JurnalPatroliNews – Jakarta – Wakil Ketua DPR RI, Sufmi Dasco Ahmad, mengungkapkan bahwa Tim Pengawas (Timwas) Haji 2025 telah mencatat sejumlah persoalan dalam pelaksanaan ibadah haji yang dijalankan Kementerian Agama tahun ini. Menurut Dasco, berbagai temuan itu harus segera ditindaklanjuti guna memperbaiki penyelenggaraan haji di masa mendatang.
“Berdasarkan laporan Komisi VIII dan hasil kunjungan kerja Timwas, yang juga terdiri dari pimpinan DPR, memang ada beberapa poin penting yang memerlukan perhatian segera,” jelas Dasco di kompleks Parlemen, Jakarta, Jumat (25/7/2025).
Ia menambahkan, temuan-temuan tersebut sangat penting sebagai bahan evaluasi menyongsong pengalihan tanggung jawab pelaksanaan haji kepada Badan Penyelenggara Haji yang akan mulai aktif pada tahun 2026.
“Langkah ini demi menyempurnakan kebijakan dan tata kelola haji ke depan,” lanjut Dasco.
Sebelumnya, Ketua Timwas Haji DPR RI, Cucun Ahmad Syamsurijal, mengusulkan pembentukan Panitia Khusus (Pansus) untuk mengkaji secara komprehensif pelaksanaan haji tahun ini.
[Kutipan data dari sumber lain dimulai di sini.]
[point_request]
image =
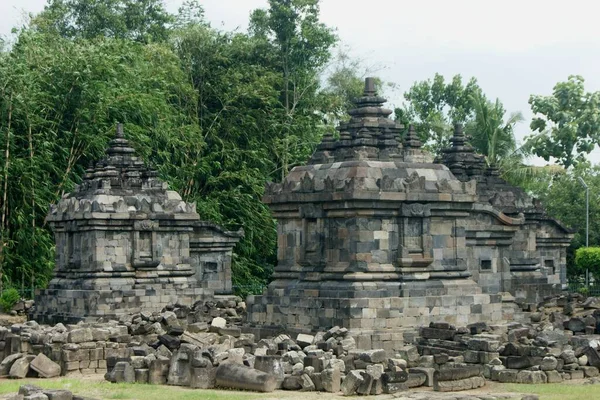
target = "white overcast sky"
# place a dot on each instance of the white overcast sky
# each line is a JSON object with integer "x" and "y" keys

Usulan tersebut disampaikan dalam Rapat Paripurna DPR pada Kamis (24/7/2025).
“Timwas akan menindaklanjuti temuan dengan merekomendasikan pembentukan Pansus Haji 2025, karena evaluasi ini membutuhkan kerja sama lintas komisi,” ujar Cucun.
Timwas menilai banyak aspek penyelenggaraan haji tahun ini belum berjalan sesuai regulasi. Beberapa permasalahan yang ditemukan antara lain kebijakan pemerintah yang tidak sesuai peraturan, layanan yang tidak memenuhi kesepakatan, serta belum terpenuhinya hak-hak jemaah sebagaimana dijamin dalam UU Nomor 8 Tahun 2019.
Sebagai bentuk pertanggungjawaban, Timwas juga menyarankan agar jemaah yang menerima layanan di bawah standar diberikan kompensasi oleh pihak penyedia. Cucun menegaskan, kompensasi ini merupakan bentuk perlindungan nyata terhadap hak jemaah haji.